I know now that some categories of food have a wide range of different processing levels for sale. If I have a choice between a highly processed option or a more organic option of the same type of food, does the data confirm which type will be more expensive?
#i was encountering an issue where the R squared values on the plot weren't matching with the R squared values calculated here, because it was using data outside of the plot ranges (aka calculating before or after plotting)
#calculate R-squared for each product_type using lm, to later rearrange facets
rsq_data <- groceries_clean_score %>%
filter(product_type %in% highest_IQR$product_type) %>%
filter(!is.na(price), !is.na(processing_score)) %>% # Remove rows with NA
filter(processing_score >= 0, processing_score <= 1, # Apply xlim filter
price >= 0, price <= 30) %>% # Apply ylim filter
group_by(product_type) %>%
do({
model <- lm(price ~ processing_score, data = .)
rsq <- summary(model)$r.squared
data.frame(product_type = unique(.$product_type), r_squared = rsq)
})
#any price correlation with the different product types that have high ranges??
groceries_clean_score %>%
filter(product_type %in% highest_IQR$product_type) %>%
left_join(rsq_data, by = "product_type") %>%
mutate(product_type = factor(product_type,
levels = rsq_data$product_type[order(-rsq_data$r_squared)])) %>%
ggplot(aes(x = processing_score, y = price)) +
geom_point(aes(color = store),
alpha = 0.4) +
xlim(c(0, 1)) +
ylim(c(0, 30)) +
theme_light() +
facet_wrap(~product_type) +
labs(title = "Correlation between Price and Processing Score for Specific Product Types \n (Arranged by Descending Correlation Strength)",
x = "Processing Score",
y = "Price ($)") +
theme(legend.position = "top",
legend.title = element_blank(),
aspect.ratio = 0.6,
axis.text.x = element_text(size = 6),
axis.text.y = element_text(size = 6)) +
scale_color_manual(values = brandcolors) +
geom_smooth(method="lm", color = "black") +
stat_cor(aes(label = after_stat(rr.label)),
label.x = 0.1, label.y = 28, size = 3)
According to this dataset, the correlation between price and processing
level is only significant for coffee and culinary ingredients (which
includes things like butter, vinegar, and oils). For the other types of
food with a wide variety of availability, there is a negligible
difference between the price of highly processed or minimally processed
options.
One logistical coding note that feels worth mentioning: in order to sort the facets in order of descending R^2 value, I had to create a new dataframe of those values that is separate than the print-out value on each plot. The numbers in each weren’t matching exactly, which infuriated me to no end for a long while. I finally realized that it was because one method was calculating R^2 based on all values in the category, while one was only using the plotted values, and I had cut off prices >$30 on the y-axis. Fixing that error felt like a huge win!

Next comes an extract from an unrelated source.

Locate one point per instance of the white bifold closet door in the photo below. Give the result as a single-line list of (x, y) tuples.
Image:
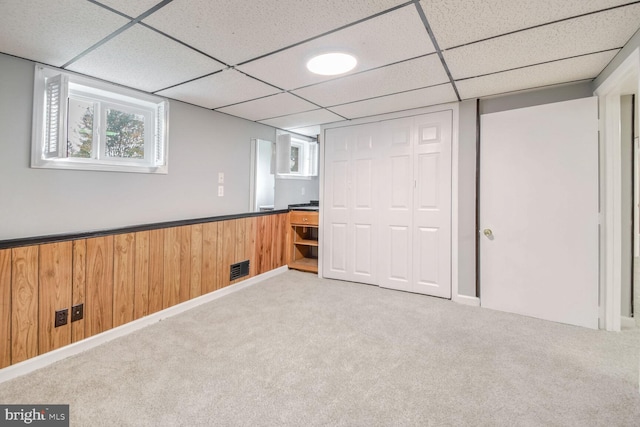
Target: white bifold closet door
[(349, 231), (387, 215), (415, 205)]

Outstanding Questions & References
Questions for Continued Exploration
After this exploration of the groceries dataset, I have a few unanswered questions that I would continue to investigate with more time:
- I looked at the three major retailers as a whole, but I wonder if
any of the specific brands sold at those retailers are significant
outliers compared to the rest of the products at that store?
- For example, brands like Annie’s Organics are probably sold at all three - does that brand skew the statistics for the entire store?
- Do certain brands have a stronger price vs. processing correlation?
- What about just each store’s generic brand?
- I would also be curious to look at how the
FProscore compares to the older, more outdated NOVA Classifications for categorizing food processing levels.- Would each product’s NOVA Class (categorical from 1-4) correspond exactly to the four quartiles of FPro from 0-1?